The news in January 2019 that retailer Iceland was potentially facing a £21m bill from HM Revenue and Customs (HMRC) because its Christmas Club savings scheme had pushed some employees under the national minimum wage was hardly the most auspicious start to the year for providers and employers committed to salary sacrifice.
As Rebekah Tapping, head of HR at Personal Group, puts it: “The Iceland issue has been a curveball for all of us. The way in which HMRC is using the minimum wage and applying it is not how many employers expected it to be.”
Commitment to salary sacrifice
The fear of being on the receiving end of cases like this, as well as the government’s significant tightening of salary sacrifice benefits in 2017, have dampened the appetite for salary-based benefits, says Samantha Mann, senior policy and research officer at the Chartered Institute of Payroll Professionals (CIPP): “Salary sacrifice and optional remuneration reduction arrangements have certainly taken a dip in recent years.”
Further change may yet be on the horizon, as business secretary Greg Clark’s consultation on minimum wage rules and the operation of salary sacrifice schemes concluded in March.
When the government moved to limit salary sacrifice, the University of Lincoln, like many employers, carried out a wholesale review of its offering. Subsidised parking, gym membership and training all had to go, while its childcare voucher scheme is gradually running down as new parents shift to the government’s replacement tax-free childcare scheme.
Nevertheless, the university remains committed to salary sacrifice in principle, and still offers a bikes-for-work scheme, through Halfords, an ultra-low emission vehicles (ULEVs) scheme through Tusker, and from April 2018 even introduced salary sacrifice-based additional voluntary contributions (AVCs) through Prudential.
“Employees can salary sacrifice all but £1 of the AVC, and then get tax and national insurance [NI] relief at source. As the employer, we of course save on the NI, too,” says Ian Hodson, head of reward at the University of Lincoln.
Be aware of the rules
Given HMRC’s tough approach, employers need to ensure that staff entering into salary sacrifice arrangements do not inadvertently fall below minimum pay levels. It is also important that employees fully understand and can afford the financial commitment they are taking on.

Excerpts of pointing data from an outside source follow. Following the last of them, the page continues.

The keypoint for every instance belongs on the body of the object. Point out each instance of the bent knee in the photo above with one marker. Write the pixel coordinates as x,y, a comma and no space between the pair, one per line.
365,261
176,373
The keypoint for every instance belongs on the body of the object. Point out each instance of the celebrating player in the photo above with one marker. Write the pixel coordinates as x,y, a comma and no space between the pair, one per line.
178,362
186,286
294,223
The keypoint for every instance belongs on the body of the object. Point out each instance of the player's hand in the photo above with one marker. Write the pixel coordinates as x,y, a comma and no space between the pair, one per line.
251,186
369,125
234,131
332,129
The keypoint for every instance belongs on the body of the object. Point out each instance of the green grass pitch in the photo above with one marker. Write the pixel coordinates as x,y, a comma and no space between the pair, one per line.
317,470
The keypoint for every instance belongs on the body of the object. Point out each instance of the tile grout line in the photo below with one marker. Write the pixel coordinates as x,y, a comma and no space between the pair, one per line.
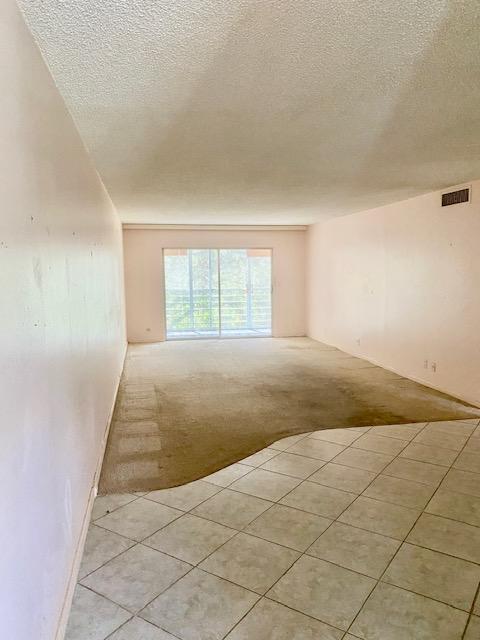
301,480
404,542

“The main thing is, simply, to be aware of the rules,” advises Mann. “Payroll software can increasingly provide warnings and alerts, and [employers] can carry out regular checks using [their] payroll program. But it is important not to [assume] that the software can do all of this; it is the old adage ‘rubbish in, rubbish out’. Systems and processes can do so much, but it all comes back to the information going in.”
Hodson says that salary sacrifice has become administratively much more intensive. "We now spend a lot of time making sure we are not falling foul of the system," he says. "There has been a huge investment in technology and systems to make sure people’s pay elements are compliant, and that payroll reporting is properly automated."
Communicate clearly
Benefits communications should include tools that show clearly what the impact of sacrificing salary is going to be, namely: what the employee will be earning afterwards and what they will be taking home.

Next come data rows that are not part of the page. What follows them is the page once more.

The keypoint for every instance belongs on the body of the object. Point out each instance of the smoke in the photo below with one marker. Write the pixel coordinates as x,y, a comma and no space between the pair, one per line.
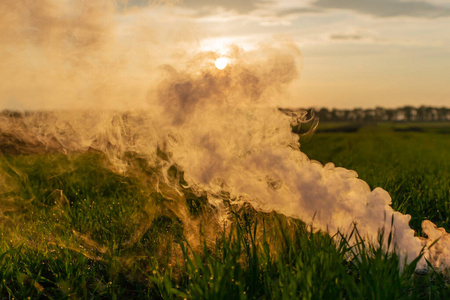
85,60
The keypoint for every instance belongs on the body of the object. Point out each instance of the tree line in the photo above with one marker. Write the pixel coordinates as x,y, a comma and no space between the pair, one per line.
402,114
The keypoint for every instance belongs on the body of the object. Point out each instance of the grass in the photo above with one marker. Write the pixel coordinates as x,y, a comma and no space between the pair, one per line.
412,166
71,227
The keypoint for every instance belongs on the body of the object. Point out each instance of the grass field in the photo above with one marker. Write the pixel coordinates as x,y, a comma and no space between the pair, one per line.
71,228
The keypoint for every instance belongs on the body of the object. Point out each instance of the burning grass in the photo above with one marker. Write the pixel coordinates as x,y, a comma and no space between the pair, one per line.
73,228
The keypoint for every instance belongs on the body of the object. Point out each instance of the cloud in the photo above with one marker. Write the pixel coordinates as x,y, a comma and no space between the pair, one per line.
388,8
346,37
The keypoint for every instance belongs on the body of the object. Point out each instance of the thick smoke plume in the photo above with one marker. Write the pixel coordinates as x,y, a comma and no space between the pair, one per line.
219,127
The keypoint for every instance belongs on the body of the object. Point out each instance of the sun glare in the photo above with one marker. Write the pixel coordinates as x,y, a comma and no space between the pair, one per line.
221,63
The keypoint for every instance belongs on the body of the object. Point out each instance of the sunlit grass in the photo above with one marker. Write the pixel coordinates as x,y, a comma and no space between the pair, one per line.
73,227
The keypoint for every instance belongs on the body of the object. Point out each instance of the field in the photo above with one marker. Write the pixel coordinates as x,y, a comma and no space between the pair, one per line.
72,228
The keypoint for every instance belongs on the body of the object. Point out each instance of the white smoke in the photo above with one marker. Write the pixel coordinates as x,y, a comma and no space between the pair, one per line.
215,125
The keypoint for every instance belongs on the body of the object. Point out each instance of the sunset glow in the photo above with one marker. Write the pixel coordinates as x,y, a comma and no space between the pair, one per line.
221,63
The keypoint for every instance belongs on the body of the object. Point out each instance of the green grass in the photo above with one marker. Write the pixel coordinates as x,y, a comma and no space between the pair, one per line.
72,227
414,167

Employees will also need to understand the length of the commitment, and if they can afford the benefit for the whole period. With a bikes-for-work scheme, there is also a risk that staff might not fully understand that they have just been leasing rather than taking ownership of the bicycle.

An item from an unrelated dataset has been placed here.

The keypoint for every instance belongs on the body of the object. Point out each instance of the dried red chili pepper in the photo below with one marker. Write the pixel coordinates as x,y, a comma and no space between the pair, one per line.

Iain Thomson, director of incentives and recognition at Sodexo Engage, says: "The key is that things are visible. The employee must understand what they are getting into.
“For example, they have got to appreciate they are entering into a contract for the period of the agreement, and one that may not be easy to get out of. It may, too, have an effect on how their base salary is perceived if, say, they want to apply for a loan or a mortgage.”
Communication is a big focus for the University of Lincoln. "There is a lot of guidance on our benefits portal," explains Hodson. "It is important employers also lean on the expertise their third-party providers can bring. How do we make sure we are not falling below the minimum wage, and what checks are [providers] going to be doing? We expect everything to be very clearly explained and articulated."
Thomson adds: “As providers, we have to take responsibility for ensuring our clients understand what is being offered; we need to give them the right tools, guidance and support. But employers also need to take some responsibility, because they will know their employee audience and what messages or communication will work best.”